A chegada de datas festivas, porquê o réveillon, sempre traz à tona um conflito crônico no universo condominial: a soltura de fogos de artifício.

Se, por um lado, a prática é vista por muitos porquê uma tradição de celebração, por outro, ela colide frontalmente com a legislação mais recente, as normas internas de segurança e, sobretudo, o recta fundamental à tranquilidade e ao bem-estar, principalmente de grupos mais vulneráveis.

Longe de ser uma mera questão de incômodo, o debate sobre fogos em condomínios migrou definitivamente para a esfera legítimo e de saúde pública. Hoje, o síndico, o condômino e o morador precisam velejar por um multíplice inextricável de regras que priorizam a segurança e o silêncio.

A legislação que trata da comercialização e uso de fogos de artifício ruidosos constitui o primeiro e mais relevante ponto de inflexão na procura por uma convívio social mais segura e inclusiva. Diversas unidades da federação e municípios já adotaram normas restritivas, proibindo a queima e a soltura desses artefatos. No estado de São Paulo, por exemplo, a lei 17.389/20, que alterou a lei 16.897/18, representa um marco importante ao estabelecer limites claros: o foco da proibição recai sobre os fogos de superior estouro, permitindo somente aqueles que produzem efeitos visuais e sonoros de baixa intensidade. 
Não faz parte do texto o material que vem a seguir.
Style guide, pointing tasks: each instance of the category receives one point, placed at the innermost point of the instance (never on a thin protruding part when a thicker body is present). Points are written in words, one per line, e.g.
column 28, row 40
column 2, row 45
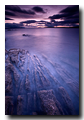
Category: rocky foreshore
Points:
column 31, row 89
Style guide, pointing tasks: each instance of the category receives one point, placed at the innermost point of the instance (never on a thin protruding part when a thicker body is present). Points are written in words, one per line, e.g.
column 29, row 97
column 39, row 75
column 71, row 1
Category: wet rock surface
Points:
column 31, row 89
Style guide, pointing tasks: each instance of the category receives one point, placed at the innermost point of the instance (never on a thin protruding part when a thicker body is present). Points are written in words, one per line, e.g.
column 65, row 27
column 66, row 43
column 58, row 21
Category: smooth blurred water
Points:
column 58, row 44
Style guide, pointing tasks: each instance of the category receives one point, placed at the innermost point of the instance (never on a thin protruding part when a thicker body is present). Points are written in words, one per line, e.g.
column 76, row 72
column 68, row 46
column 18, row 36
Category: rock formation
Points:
column 31, row 89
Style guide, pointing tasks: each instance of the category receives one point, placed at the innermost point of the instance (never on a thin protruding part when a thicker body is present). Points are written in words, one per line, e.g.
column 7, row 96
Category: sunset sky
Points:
column 35, row 16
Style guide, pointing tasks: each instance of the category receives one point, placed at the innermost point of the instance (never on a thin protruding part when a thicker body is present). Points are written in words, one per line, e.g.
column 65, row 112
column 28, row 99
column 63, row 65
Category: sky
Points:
column 35, row 16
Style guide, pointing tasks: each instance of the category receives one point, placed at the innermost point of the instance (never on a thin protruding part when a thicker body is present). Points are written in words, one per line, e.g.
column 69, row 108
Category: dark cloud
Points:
column 13, row 25
column 70, row 16
column 6, row 18
column 71, row 9
column 67, row 13
column 9, row 13
column 38, row 9
column 16, row 8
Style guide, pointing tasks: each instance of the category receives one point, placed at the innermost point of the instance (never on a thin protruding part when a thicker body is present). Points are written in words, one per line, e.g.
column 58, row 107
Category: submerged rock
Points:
column 48, row 103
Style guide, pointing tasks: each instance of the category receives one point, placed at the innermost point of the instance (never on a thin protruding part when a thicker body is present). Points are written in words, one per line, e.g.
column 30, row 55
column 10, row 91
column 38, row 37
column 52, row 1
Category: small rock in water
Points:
column 25, row 35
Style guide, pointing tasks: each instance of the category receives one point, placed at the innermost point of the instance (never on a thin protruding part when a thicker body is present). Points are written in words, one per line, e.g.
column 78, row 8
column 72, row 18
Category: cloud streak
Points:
column 15, row 8
column 38, row 9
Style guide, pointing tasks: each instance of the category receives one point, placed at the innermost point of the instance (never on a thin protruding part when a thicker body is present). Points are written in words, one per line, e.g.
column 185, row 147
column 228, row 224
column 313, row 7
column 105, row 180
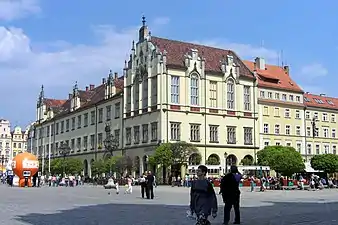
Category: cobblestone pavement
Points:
column 88, row 205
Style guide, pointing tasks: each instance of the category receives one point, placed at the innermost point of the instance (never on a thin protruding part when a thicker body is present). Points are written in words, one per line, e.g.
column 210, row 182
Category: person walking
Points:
column 231, row 194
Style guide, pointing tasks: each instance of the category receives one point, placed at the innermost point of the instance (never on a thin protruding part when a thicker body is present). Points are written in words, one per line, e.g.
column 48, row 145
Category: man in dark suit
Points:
column 150, row 185
column 231, row 194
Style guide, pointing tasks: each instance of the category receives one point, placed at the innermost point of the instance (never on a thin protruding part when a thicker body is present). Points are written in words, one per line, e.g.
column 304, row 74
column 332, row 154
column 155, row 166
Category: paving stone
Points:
column 89, row 205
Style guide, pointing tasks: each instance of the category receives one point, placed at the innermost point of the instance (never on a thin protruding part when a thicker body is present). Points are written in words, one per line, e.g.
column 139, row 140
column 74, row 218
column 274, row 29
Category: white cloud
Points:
column 15, row 9
column 246, row 51
column 314, row 70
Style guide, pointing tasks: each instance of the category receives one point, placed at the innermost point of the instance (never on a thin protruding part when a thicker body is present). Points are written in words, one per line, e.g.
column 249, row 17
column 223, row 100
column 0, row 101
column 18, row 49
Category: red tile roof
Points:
column 213, row 56
column 319, row 101
column 274, row 77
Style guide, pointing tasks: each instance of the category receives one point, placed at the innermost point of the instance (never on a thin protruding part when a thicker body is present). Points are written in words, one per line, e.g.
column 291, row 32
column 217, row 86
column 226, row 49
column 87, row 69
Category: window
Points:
column 145, row 93
column 79, row 120
column 108, row 112
column 231, row 135
column 317, row 149
column 266, row 110
column 85, row 120
column 92, row 141
column 333, row 118
column 276, row 112
column 262, row 94
column 299, row 147
column 247, row 98
column 194, row 132
column 117, row 110
column 307, row 115
column 128, row 136
column 269, row 94
column 230, row 94
column 175, row 89
column 194, row 90
column 247, row 135
column 100, row 115
column 326, row 132
column 136, row 134
column 92, row 117
column 324, row 117
column 154, row 131
column 277, row 129
column 309, row 149
column 291, row 98
column 145, row 133
column 175, row 131
column 213, row 133
column 298, row 130
column 297, row 115
column 277, row 96
column 266, row 128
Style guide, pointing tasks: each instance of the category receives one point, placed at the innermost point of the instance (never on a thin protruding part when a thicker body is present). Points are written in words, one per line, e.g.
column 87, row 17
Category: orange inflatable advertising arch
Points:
column 25, row 165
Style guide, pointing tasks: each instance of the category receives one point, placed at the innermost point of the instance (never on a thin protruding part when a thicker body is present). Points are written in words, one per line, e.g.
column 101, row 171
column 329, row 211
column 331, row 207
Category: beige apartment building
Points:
column 170, row 91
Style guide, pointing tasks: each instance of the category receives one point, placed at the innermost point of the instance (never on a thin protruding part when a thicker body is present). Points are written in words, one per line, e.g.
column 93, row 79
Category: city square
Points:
column 91, row 205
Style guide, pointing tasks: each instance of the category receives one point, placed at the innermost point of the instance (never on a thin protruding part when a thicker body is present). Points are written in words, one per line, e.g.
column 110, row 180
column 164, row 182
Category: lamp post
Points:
column 111, row 144
column 64, row 150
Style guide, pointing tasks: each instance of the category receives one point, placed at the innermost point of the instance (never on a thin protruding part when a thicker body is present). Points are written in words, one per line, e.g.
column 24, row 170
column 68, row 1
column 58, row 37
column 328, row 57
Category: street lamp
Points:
column 64, row 150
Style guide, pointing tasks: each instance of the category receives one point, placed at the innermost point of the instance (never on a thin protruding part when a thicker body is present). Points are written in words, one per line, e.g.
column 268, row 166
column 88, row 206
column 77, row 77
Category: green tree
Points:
column 326, row 162
column 284, row 160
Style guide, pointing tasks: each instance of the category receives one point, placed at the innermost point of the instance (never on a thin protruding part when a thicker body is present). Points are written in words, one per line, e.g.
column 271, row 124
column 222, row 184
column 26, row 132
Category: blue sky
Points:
column 56, row 43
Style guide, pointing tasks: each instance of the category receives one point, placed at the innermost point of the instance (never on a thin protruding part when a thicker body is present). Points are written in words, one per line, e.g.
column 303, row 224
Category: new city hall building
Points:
column 176, row 91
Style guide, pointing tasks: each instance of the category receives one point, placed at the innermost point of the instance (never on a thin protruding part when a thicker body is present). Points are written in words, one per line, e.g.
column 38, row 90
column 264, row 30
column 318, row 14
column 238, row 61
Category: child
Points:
column 203, row 201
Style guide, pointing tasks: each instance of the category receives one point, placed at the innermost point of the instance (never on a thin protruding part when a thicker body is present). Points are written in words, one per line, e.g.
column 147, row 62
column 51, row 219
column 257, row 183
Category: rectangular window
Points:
column 145, row 135
column 247, row 135
column 213, row 133
column 213, row 94
column 175, row 131
column 247, row 98
column 231, row 135
column 175, row 89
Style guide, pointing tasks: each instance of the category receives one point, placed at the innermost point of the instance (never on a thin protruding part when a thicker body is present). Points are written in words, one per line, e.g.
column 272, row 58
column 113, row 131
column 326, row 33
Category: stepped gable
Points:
column 320, row 101
column 274, row 76
column 213, row 56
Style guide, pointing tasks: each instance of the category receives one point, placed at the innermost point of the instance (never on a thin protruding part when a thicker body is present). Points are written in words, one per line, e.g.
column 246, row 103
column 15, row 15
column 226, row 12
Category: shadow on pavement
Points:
column 275, row 213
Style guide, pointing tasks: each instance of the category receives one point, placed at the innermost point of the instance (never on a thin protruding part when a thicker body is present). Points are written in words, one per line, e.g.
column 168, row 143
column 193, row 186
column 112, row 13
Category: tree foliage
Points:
column 284, row 160
column 325, row 162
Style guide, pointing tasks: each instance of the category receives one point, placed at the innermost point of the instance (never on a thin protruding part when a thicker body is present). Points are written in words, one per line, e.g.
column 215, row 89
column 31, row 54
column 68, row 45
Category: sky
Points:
column 56, row 43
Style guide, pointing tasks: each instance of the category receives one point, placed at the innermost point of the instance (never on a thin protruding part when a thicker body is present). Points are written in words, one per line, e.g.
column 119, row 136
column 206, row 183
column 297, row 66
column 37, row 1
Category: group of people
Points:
column 203, row 200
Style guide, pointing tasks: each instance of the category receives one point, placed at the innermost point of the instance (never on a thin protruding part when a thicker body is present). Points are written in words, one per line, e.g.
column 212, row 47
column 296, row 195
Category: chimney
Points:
column 260, row 63
column 286, row 69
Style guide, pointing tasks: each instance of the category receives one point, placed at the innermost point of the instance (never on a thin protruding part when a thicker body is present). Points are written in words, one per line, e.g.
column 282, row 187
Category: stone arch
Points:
column 85, row 168
column 137, row 161
column 195, row 159
column 145, row 163
column 213, row 159
column 231, row 160
column 248, row 160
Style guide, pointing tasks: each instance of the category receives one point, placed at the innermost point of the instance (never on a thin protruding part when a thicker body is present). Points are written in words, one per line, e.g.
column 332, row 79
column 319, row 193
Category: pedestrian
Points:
column 203, row 200
column 231, row 194
column 150, row 185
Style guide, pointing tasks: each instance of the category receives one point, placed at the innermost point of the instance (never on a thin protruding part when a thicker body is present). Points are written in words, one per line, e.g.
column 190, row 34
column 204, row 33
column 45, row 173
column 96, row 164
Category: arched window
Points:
column 230, row 94
column 194, row 89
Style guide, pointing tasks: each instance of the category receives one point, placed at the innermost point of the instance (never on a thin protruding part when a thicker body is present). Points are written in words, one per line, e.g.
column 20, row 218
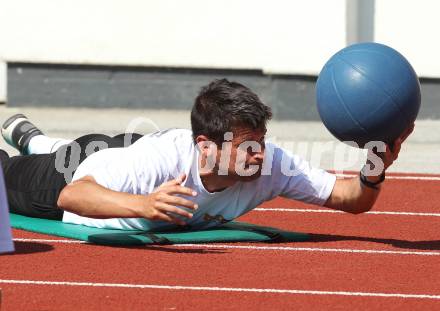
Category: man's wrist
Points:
column 370, row 180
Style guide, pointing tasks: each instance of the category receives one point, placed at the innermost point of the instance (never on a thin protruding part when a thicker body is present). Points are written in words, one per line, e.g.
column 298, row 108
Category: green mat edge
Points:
column 230, row 232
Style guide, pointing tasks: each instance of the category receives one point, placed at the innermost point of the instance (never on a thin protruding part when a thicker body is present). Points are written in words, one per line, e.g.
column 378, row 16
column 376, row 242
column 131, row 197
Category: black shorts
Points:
column 34, row 182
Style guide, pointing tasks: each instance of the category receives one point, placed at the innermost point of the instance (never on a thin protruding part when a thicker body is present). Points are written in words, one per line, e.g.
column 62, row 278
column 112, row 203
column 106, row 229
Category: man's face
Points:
column 241, row 158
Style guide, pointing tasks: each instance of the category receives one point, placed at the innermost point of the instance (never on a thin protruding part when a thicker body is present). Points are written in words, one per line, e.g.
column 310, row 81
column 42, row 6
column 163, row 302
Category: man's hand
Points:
column 163, row 204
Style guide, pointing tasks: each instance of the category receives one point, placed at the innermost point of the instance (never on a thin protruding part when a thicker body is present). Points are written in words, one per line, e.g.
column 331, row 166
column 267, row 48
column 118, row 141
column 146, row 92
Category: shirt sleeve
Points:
column 296, row 179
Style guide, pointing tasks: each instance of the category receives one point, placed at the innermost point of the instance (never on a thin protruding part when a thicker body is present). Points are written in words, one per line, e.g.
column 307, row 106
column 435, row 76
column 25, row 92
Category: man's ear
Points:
column 206, row 145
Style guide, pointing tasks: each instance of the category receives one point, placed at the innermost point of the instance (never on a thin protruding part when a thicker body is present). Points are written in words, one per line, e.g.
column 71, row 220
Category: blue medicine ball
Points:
column 367, row 92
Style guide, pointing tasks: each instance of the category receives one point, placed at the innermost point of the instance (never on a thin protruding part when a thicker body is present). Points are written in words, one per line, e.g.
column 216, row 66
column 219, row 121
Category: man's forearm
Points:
column 89, row 199
column 350, row 195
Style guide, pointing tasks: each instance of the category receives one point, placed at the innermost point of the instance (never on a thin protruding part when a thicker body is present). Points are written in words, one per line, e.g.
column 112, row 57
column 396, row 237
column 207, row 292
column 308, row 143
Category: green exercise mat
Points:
column 230, row 232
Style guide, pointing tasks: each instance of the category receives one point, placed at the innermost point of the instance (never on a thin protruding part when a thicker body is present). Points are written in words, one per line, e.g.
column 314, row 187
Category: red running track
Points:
column 344, row 266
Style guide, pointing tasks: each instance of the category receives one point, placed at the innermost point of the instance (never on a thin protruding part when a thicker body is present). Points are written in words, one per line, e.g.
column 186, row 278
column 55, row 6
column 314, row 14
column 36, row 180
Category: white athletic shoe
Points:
column 18, row 131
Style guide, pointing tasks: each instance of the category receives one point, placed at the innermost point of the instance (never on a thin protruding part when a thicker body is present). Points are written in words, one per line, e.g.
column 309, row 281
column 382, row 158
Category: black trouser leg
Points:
column 34, row 182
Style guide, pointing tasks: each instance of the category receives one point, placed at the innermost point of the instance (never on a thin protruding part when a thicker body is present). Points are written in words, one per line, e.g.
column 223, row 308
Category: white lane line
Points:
column 225, row 289
column 429, row 178
column 50, row 241
column 262, row 248
column 303, row 210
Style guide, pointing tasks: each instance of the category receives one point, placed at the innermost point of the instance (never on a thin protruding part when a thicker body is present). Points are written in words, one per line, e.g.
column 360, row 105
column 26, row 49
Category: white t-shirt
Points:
column 159, row 157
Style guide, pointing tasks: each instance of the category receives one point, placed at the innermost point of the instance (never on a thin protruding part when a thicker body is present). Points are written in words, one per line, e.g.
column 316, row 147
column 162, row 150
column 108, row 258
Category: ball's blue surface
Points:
column 368, row 92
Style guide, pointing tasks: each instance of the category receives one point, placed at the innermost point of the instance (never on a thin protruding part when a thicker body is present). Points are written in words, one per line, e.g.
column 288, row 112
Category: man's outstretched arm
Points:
column 87, row 198
column 352, row 195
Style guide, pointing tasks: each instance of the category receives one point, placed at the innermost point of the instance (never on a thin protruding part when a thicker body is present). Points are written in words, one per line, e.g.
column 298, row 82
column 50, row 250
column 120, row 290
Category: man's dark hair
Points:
column 222, row 106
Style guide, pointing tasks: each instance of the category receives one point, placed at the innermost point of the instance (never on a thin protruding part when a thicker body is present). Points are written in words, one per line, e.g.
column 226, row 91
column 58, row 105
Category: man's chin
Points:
column 252, row 177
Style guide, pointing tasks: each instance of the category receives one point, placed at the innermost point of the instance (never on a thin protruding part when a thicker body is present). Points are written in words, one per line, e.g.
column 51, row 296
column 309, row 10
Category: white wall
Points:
column 293, row 36
column 412, row 27
column 2, row 81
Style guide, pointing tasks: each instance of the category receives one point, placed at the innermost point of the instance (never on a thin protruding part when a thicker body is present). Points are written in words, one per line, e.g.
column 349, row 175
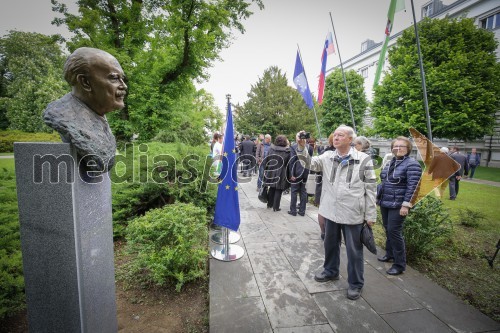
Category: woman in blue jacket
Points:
column 399, row 178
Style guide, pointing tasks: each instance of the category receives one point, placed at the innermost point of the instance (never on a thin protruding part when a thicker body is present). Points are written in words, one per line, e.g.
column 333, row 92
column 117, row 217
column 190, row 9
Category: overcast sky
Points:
column 271, row 37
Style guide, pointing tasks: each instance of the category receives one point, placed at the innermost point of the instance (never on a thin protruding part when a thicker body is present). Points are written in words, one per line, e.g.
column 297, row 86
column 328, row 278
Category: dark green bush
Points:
column 11, row 267
column 152, row 175
column 427, row 223
column 170, row 245
column 7, row 139
column 470, row 217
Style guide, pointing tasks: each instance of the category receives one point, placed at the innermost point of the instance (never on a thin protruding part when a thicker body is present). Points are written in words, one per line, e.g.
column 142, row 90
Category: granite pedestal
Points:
column 66, row 240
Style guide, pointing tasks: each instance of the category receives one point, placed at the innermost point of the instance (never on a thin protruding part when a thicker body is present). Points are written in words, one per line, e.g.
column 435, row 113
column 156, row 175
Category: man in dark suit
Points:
column 247, row 155
column 464, row 170
column 298, row 177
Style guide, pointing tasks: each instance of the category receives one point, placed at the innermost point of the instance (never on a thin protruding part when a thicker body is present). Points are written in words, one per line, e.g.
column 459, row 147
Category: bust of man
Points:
column 98, row 87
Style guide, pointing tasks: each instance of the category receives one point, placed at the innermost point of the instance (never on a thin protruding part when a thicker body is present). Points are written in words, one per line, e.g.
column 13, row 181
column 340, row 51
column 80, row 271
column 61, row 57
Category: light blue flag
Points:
column 227, row 208
column 300, row 80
A motivação dessas normas é dupla e profundamente ligada ao bem-estar coletivo. Em primeiro lugar, há a dimensão da saúde pública e da neurodiversidade. O soído intenso dos fogos pode fomentar sofrimento agudo em pessoas com TEA – Transtorno do Espectro Autista, em idosos e em indivíduos com elevada sensibilidade auditiva. Nessas situações, o estouro não é somente incômodo, mas pode desencadear crises, ataques de pânico e até dor física, tornando-se um fator de risco para a saúde.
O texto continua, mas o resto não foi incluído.